В армии уехать куда-нибудь подальше от части - это полуотдых, ну, не санаторий, конечно, однако, ты попадаешь в новую обстановку, где появляется чувство независимости и свободы. Я, сопровождающий и кучер сидели на телеге и болтали о том, что нас интересовало. Он спрашивал, как дела на фронте, я - как они живут и что сейчас делают колхозники. За телегой шли мои солдаты, и чтобы их не утруждать, мы ехали тихо, примерно, километра четыре в час. Неожиданно Федор Васильевич спросил:

- Я понимаю, что никто этого не знает, но как по вашему, когда все же кончится война? Ну, хоть приблизительно, вы знаете?

- Эх, если бы я знал, я бы тогда не был бы пиротехником и не спал бы на деревянных лежаках... Ну, был бы, минимум, консультантом у какого-нибудь министра.
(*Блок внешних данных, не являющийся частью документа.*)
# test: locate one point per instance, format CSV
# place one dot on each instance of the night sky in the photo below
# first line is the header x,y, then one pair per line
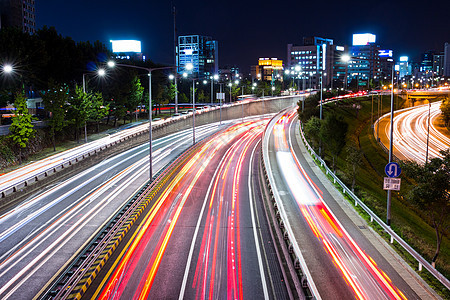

Ну, а кроме шуток, очевидно, через год.

- А может быть, они сдадутся?

- Нет. Нет, эти гады настолько озверели и обагрили свои руки кровью, что стали хуже зверей. В агонии они скорее поразят сами себя, чем попросят мира. Это уж точно. - Я говорил это и думал о том, как много, какое огромное число людей погибло в десятках стран мира из-за этого немецко-фашистского зверья. И сейчас, чувствуя агонию, они понимают, что приходит час их расплаты. Ее - то они боятся больше всего и поэтому будут биться до последнего, бросая в жернова войны даже невинных детей-подростков, зараженных бациллами сверхлюдей.

- Когда Красная Армия отступила, мы страшно переживали и боялись думать о том, что будет с нашей страной. Уж больно у него была большая силища. А сейчас! Наверное, многие ученые и политики будут думать, как наша Армия сумела перебороть этого немецкого зверя. Наверное, нашим помог Бог. Ведь мы за правду, за свою землю воевали...

- По-моему, это произошло потому, что весь наш народ, и не только Армия, в конце концов, поняли, кто против нас воюет. Мы сначала думали, что немцы - гуманные люди, верили в рабочий класс Германии. Не думали, что они будут воевать против рабочих Советского союза. Это нам сильно мешало.

Было несколько таких случаев. Наши войска пошли в атаку, и немцы дрогнули, начали сдаваться, поднимать руки, чтобы их не убивали. А когда бойцы пробегали дальше, то немцы подбирали брошенное оружие и стреляли нашим солдатам в спину. И это было не один раз...Так скажи, пожалуйста, может ли это делать нормальный человек? Мне кажется, и я думаю, со мною многие согласятся, что русский человек по природе своей очень добрый, а отсюда его бесконечное терпение. И, как ни парадоксально, от его доброты и его беды….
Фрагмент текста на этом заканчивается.